The S&P 500 pushed to a record high on Tuesday, clearing the 7,126 level as investors shrugged off geopolitical tensions and instead focused on strong corporate earnings and upcoming economic data. The index has rallied 12.3% in just 13 sessions, a move that is increasingly being chased by institutional and retail traders alike.
"Investors caught offside by this sharp rally are increasingly turning to options to reposition their portfolio," Mandy Xu, head of derivatives market intelligence at Cboe Global Markets, said in a report published Monday. She noted that overall S&P 500 option volumes hit a record high of 6.7 million contracts on Friday.

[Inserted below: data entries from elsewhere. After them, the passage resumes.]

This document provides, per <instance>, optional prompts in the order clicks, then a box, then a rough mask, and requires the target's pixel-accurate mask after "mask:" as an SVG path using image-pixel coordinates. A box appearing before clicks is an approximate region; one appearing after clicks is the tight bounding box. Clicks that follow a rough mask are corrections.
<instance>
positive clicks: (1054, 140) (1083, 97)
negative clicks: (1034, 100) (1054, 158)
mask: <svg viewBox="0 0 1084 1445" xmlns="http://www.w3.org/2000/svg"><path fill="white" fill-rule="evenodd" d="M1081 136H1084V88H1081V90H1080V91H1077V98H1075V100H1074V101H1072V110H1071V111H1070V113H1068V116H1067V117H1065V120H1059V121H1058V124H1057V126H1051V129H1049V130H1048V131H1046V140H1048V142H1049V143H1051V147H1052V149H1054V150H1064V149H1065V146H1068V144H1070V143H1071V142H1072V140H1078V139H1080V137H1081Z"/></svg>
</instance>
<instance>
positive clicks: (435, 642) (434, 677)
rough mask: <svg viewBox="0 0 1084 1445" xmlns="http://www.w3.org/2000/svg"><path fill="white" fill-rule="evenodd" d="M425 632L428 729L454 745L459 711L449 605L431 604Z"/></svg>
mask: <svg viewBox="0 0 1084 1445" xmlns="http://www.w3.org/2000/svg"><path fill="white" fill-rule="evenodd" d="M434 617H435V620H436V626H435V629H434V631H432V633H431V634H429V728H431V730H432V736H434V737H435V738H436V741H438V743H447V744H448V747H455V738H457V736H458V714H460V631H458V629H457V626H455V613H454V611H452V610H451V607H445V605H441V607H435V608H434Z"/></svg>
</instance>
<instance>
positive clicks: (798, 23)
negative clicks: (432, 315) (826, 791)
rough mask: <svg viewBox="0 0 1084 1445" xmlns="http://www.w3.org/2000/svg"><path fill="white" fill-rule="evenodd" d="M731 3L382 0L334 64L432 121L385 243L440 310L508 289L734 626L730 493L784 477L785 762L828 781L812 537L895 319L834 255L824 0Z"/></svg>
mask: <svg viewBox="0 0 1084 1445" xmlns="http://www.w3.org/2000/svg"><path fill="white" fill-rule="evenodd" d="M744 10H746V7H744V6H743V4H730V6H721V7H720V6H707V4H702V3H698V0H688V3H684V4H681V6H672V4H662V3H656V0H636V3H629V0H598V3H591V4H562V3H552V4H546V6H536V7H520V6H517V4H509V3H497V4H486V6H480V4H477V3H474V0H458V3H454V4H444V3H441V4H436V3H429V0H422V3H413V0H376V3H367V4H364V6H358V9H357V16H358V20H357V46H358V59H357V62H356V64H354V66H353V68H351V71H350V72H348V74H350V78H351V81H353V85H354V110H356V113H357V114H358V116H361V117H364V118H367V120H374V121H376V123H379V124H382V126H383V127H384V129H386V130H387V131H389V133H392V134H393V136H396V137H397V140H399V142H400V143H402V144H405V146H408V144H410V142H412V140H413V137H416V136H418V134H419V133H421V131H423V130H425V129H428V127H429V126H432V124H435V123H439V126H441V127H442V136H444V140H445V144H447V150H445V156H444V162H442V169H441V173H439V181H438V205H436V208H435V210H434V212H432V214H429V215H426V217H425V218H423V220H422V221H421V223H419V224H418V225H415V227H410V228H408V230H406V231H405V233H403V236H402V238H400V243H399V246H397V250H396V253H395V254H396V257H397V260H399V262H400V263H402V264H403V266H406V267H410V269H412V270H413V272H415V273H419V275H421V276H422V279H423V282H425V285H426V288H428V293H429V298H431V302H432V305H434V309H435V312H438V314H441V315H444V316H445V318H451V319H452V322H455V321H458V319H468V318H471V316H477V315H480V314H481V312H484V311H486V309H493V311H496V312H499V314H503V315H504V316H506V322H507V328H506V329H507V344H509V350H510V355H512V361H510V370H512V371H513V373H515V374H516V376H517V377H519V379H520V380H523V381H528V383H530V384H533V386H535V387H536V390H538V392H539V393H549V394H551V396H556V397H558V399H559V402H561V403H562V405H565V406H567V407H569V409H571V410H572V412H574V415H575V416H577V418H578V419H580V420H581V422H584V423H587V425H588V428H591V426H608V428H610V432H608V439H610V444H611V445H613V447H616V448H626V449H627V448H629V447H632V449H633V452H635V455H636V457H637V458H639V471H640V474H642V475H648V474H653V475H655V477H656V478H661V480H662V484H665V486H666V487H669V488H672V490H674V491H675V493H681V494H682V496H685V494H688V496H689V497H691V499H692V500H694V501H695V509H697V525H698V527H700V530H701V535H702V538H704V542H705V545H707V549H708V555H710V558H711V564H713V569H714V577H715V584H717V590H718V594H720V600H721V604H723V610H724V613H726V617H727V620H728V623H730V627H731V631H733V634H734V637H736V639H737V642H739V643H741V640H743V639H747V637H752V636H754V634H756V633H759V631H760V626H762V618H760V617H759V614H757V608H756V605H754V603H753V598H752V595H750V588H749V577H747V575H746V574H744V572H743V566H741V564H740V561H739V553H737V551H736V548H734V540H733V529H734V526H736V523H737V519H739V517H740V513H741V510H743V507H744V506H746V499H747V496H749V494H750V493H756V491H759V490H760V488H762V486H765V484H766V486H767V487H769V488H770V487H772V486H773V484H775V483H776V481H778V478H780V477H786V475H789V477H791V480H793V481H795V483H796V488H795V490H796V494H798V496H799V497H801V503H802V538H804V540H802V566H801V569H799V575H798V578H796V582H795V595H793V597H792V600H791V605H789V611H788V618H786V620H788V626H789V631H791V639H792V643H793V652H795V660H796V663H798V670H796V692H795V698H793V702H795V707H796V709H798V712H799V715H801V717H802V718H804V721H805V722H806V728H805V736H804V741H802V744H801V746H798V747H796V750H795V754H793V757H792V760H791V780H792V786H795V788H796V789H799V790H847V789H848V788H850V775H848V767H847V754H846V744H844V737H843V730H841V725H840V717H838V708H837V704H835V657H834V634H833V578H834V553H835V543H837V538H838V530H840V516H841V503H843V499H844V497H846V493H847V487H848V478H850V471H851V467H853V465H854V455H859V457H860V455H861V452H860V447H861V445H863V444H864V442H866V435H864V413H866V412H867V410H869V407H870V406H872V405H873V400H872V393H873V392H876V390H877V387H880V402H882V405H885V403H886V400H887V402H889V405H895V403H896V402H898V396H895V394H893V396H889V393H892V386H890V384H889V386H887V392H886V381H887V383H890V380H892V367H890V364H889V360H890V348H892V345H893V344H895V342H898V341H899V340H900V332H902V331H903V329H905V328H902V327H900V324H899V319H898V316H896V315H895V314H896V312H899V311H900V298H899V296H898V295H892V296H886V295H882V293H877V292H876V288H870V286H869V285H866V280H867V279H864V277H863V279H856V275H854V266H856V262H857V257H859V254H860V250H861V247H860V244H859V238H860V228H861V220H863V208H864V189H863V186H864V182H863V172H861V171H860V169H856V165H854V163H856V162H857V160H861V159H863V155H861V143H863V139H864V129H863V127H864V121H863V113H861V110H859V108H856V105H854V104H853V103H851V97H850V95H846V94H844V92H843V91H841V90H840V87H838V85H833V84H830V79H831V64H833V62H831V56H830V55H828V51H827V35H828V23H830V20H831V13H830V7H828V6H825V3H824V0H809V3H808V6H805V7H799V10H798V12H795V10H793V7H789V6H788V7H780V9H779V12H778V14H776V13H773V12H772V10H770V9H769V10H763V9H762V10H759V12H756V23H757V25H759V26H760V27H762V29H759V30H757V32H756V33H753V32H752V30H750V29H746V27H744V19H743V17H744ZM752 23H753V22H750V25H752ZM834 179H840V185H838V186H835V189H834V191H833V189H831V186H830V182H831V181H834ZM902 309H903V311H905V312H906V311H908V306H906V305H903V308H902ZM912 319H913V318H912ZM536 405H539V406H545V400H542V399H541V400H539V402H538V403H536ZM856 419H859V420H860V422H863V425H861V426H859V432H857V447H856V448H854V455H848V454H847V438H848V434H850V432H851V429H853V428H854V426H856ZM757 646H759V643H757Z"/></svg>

The primary uptrend has reasserted itself with conviction, with the index holding comfortably above the 7,000 psychological floor. However, signs of anxiety are present, with the VIX volatility index jumping 9% to just over 19. Options traders are pricing in the possibility of renewed volatility, even as they chase the rally. Demand for call options has surged, with the one-month S&P 500 call option skew jumping from a one-year low to a 90th percentile high, a classic sign of "fear of missing out" (FOMO). At the same time, demand for downside protection has collapsed, with put skew falling to a 15th percentile low.
This leaves the market in a precarious position, seemingly driven by momentum while ignoring potential risks. The focus now shifts to a heavy week of economic data, with retail sales on Tuesday and Tesla's earnings on Wednesday. A strong retail number could confirm that consumer spending remains robust despite higher energy prices, providing the fundamental justification needed to sustain the market's run. Until then, traders are willing to bet the trend will continue, with bullish strategies like selling out-of-the-money put spreads on high-beta names like Nvidia and Alphabet becoming more common.
The Options Story
The surge in bullish sentiment is most evident in the derivatives market. According to Cboe's analysis, after initial skepticism, traders have dramatically increased their bets on further upside since April 8. The S&P 500 put/call ratio fell below 1 last week, a "highly unusual" event, according to Xu, that last occurred in November 2019. This indicates that, for the first time in over four years, more call options (bets on a rising market) are trading than put options (bets on a falling market).
This activity is not just confined to broad index products. As earnings season gets into full swing, traders are targeting individual stocks, particularly in the technology sector. The Cboe's Magnificent 10 index, which includes giants like Nvidia, Alphabet, and Tesla, has surged over 22% since the end of March, with retail investors accounting for over 80% of the volume in some cases.
Technicals and Catalysts
From a technical standpoint, the market remains in a strong position. The S&P 500 is holding above its 21-day exponential moving average, and the daily Relative Strength Index (RSI) is in overbought territory above 70. While this might seem like a warning sign, in a strong power trend, RSI can remain elevated for extended periods as the index continues to grind higher. Key support levels are now at the 7,000 breakout band and the broader trend marker at 6,750.
The main risk is a negative surprise from this week's data. The market is counting on Tuesday's Retail Sales and Pending Home Sales figures to confirm a healthy consumer. A miss could quickly unwind the recent FOMO-driven rally. Similarly, Wednesday's Tesla earnings will be a key barometer for the high-growth tech sector. Any signs of weakness could give bears the ammunition they've been waiting for. For now, the path of least resistance remains higher, but with volatility stirring just beneath the surface, two-sided intraday swings are likely to become the norm.
This article is for informational purposes only and does not constitute investment advice.